Langston Hughes opens his little treatise by recounting a personal contact with a black poet and this motif of personal relation informing his thought process would be repeated multiple times in this work. Through his personal conversation he could deduce the subconscious wish to be more white. The poet expresses his discomfort with racial labelling an act that if followed through would lead to a relief of racial responsibility and a demolition of racial sensibilities.
The need to dispel one’s black identity would be accompanied by a disconnect from collective memory and heritage, how can one be a great poet when he does not have access to the immeasurable storage of his lineage, what collective authenticity would he draw from? The inclination toward whiteness and a subconscious need to bleach blackness is the mountain standing in the way of any true Negro art in America.
The artistic “soul” resides in the connection between individual and tradition. The tendency to forego racial identity is not surprising when we fit such blacks like the poet mentioned earlier into a socioeconomic context. Hughes examines the background of the poet.
A middle-class, suburb dweller, neither enjoying or suffering the plenty and perils of the extreme i.e. rich and poor. He largely orients himself after seeing the favourable condition “whiteness” enjoys in the society, whiteness is therefore equated with goodness and moral values. Blackness on the other hand is synonymous with trouble and criminal activity.

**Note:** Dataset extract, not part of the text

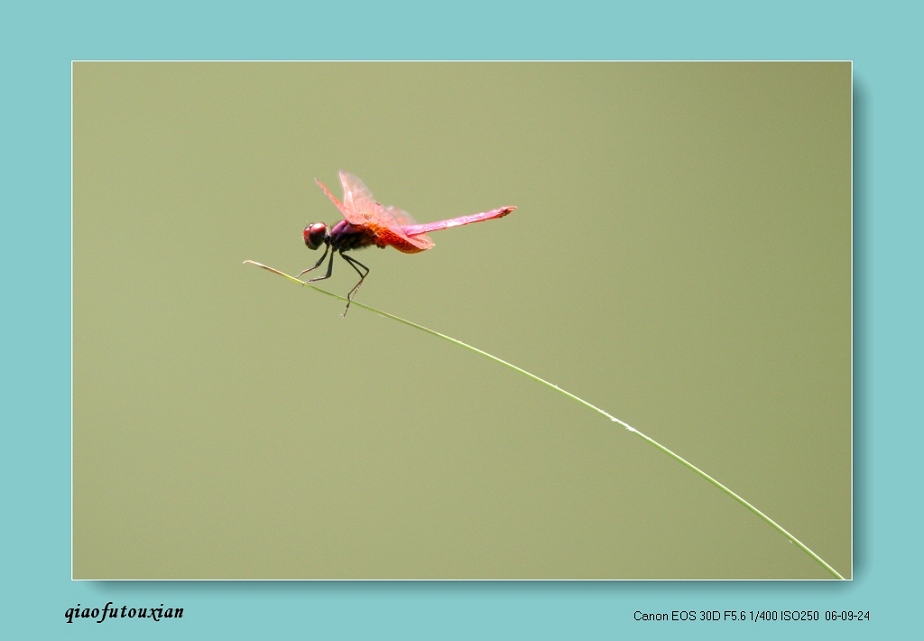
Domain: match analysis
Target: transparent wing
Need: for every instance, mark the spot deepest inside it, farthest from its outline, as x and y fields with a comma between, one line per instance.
x=361, y=208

The influx of negative image of black criminality/urban/hood life is the foremost representation of blacks and it is not hard to see what kind of impact that would leave. In such a case it becomes difficult to see the beauty of one’s own race, because there is never teachings on how to do so.
He learns however to either ignore his blackness or feel shame at the aspect of his blackness not suitable to Caucasian standards. It is for this reason African Americans would be willing to pay for a white form of musical entertainment but completely ignore theirs. There is a need to refine black tastes till they’re one with the herd of European sensibility.
Picture perfect in America allows only for Europeans on the frame and this psychologically conditions African Americans to reach for their height, whiteness. Success is synonymous to white. The compounding pointers towards a white consciousness pose a very high mountain for the would be racial artist.
Despite this bleak investigation there are the less intellectual counterpart of these blacks, they are the low-down folks that makes up the masses. They are comfortable enough in their blackness and hence have no desire to reject it. They embrace the loud joyfully rhythms of their spiritual and Jazz.
It is this group that provides a glimmer of hope as they are promising enough to provide a truly great Negro artist. The other group while possibly capable of generating a true Negro artist, he would have to escape the restrictions places upon him by his people.
He can then discover the great field of untampered materials at his disposal for his art. Subjects and thematics are overflowing within the black community, enough to provided writers a well of sufficiency for ideas. A writer could examine, the dynamics of the relationship between whites and blacks in the society, the more assimilated blacks not white enough to be admitted into the white society. These contents should be infused with author’s racial identity.
The politics of recognition widens the already existing racial mountains. Negro artist rarely get recognition till it’s accorded to them by some white critic. It is a clear case of a prophet is not honoured in his home.
This has been the trend but with new cultural attention, the future of black art looks promising. Hughes points out the delicate position of the Negro writer sandwiched between white standardization and black exploitation.
While the blacks pushes for respectable representation, the white clamour for stereotypical representations. While all these seem like a setback for the Negro literature, in its own ways this literature is actually flourishing, this is why Hughes commends this sect and urges Negro theatre.